Quando o alimento sobe, quando o aluguel pesa, quando a conta fecha no vermelho, quando empreender vira castigo, quando trabalhar vira sobrevivência e não progresso, aí está a conta do modelo. Essa é a fatura do Estado inchado que promete amparo enquanto constrói dependência.

E não, o caminho não é entregar ainda mais poder aos mesmos grupos que já estrangularam o país.

A discussão séria deveria ser outra: como devolver poder ao cidadão? Como retirar o Estado do pescoço de quem trabalha? Como permitir que as pessoas decidam mais sobre a própria vida, o próprio trabalho, o próprio dinheiro e o próprio futuro? Como desmontar esse arranjo constitucional que transformou o Brasil numa fábrica de tutela, gasto, privilégio e submissão?
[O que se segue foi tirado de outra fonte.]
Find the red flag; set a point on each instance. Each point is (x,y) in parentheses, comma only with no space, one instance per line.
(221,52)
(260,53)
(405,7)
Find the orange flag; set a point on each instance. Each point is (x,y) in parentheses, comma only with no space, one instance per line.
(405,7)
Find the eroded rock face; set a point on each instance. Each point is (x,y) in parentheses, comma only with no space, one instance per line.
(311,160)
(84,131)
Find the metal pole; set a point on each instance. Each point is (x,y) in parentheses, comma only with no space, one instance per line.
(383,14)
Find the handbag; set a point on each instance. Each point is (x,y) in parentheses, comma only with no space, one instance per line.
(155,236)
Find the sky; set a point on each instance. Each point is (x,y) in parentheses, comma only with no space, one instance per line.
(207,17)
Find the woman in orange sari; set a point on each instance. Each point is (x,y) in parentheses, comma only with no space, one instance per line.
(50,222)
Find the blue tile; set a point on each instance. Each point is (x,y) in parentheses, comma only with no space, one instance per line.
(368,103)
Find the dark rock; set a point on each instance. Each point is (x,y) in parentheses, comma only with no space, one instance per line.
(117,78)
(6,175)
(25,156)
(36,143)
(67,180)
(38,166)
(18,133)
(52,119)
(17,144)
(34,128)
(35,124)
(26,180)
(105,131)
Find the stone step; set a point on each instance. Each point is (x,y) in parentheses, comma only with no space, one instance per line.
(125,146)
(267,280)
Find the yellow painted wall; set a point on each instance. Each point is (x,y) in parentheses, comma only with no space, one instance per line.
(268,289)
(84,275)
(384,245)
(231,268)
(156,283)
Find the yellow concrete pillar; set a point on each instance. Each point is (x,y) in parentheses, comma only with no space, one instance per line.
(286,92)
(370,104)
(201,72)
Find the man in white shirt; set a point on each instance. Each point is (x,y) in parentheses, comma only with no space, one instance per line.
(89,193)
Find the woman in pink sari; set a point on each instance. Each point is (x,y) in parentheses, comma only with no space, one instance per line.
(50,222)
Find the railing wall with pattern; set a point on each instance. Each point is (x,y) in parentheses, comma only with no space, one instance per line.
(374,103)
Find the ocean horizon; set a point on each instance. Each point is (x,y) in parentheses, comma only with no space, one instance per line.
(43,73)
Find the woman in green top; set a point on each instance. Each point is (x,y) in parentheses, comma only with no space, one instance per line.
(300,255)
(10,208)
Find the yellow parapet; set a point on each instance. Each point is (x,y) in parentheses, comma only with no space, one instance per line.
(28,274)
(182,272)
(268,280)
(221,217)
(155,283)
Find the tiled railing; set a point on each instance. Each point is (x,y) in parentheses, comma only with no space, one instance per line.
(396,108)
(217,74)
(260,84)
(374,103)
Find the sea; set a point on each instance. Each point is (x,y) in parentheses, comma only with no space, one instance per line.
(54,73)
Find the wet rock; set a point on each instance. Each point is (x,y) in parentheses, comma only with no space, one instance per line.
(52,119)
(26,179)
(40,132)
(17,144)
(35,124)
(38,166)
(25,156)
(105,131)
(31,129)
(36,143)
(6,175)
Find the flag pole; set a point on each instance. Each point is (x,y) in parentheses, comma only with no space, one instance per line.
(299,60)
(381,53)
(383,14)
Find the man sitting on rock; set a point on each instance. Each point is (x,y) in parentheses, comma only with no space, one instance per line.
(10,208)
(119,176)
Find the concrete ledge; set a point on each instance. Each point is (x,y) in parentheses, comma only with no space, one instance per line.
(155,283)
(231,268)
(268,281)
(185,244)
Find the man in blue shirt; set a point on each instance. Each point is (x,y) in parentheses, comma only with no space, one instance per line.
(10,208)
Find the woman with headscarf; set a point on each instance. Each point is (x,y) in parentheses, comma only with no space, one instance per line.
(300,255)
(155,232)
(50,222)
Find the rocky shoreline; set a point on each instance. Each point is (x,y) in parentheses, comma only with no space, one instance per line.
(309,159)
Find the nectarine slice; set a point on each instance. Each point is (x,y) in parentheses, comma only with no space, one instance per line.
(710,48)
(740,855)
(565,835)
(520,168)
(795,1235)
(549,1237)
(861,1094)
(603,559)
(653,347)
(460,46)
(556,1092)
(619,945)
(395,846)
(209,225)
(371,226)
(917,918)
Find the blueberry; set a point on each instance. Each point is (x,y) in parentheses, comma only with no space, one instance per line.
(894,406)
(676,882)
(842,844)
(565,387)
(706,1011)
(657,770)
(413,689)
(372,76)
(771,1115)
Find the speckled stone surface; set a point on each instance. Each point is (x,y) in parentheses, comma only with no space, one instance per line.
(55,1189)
Mas quase nenhum político fala disso.

E não fala por uma razão simples: mexer nas regras ameaça quem vive delas. Questionar a Constituição de 1988 como modelo político ameaça a casta que se alimenta do orçamento, da burocracia, da judicialização, da dependência social e da ignorância institucional do povo. Para eles, o melhor cenário é manter o brasileiro discutindo nomes, rostos e slogans, enquanto o verdadeiro mecanismo de dominação continua intacto.

Essa é a armadilha.

O sistema quer que você escolha entre gerentes do mesmo fracasso.
Quer que você acredite em salvadores fabricados.
Quer que você pense que a solução está na troca de elenco, quando o roteiro continua podre.
Quer que você continue pedindo migalhas a quem vive do banquete.

Não adianta trocar as peças sem quebrar a engrenagem.

O Brasil só começará a mudar quando o povo entender que o problema não é apenas quem governa, mas o modelo que permite governar contra a sociedade. Sem uma reforma profunda das regras do jogo, qualquer vitória eleitoral será, no máximo, uma troca de fachada. O prédio continuará condenado.

Ou o país enfrenta a estrutura, ou continuará sendo saqueado por ela.

Pense nisso antes de aplaudir promessas, repetir slogans e entregar seu voto a mais um vendedor de ilusões. Em 2026, vote. Mas, antes de votar, pergunte-se: o candidato que você apoia está disposto a discutir as regras, ou apenas a prometer que vai jogá-las melhor do que o adversário? A resposta a essa pergunta vale mais do que qualquer promessa de campanha.


As opiniões expressas neste editorial são da CGN e refletem o posicionamento do portal diante dos fatos. Elas não representam necessariamente a opinião de parceiros, anunciantes ou fontes.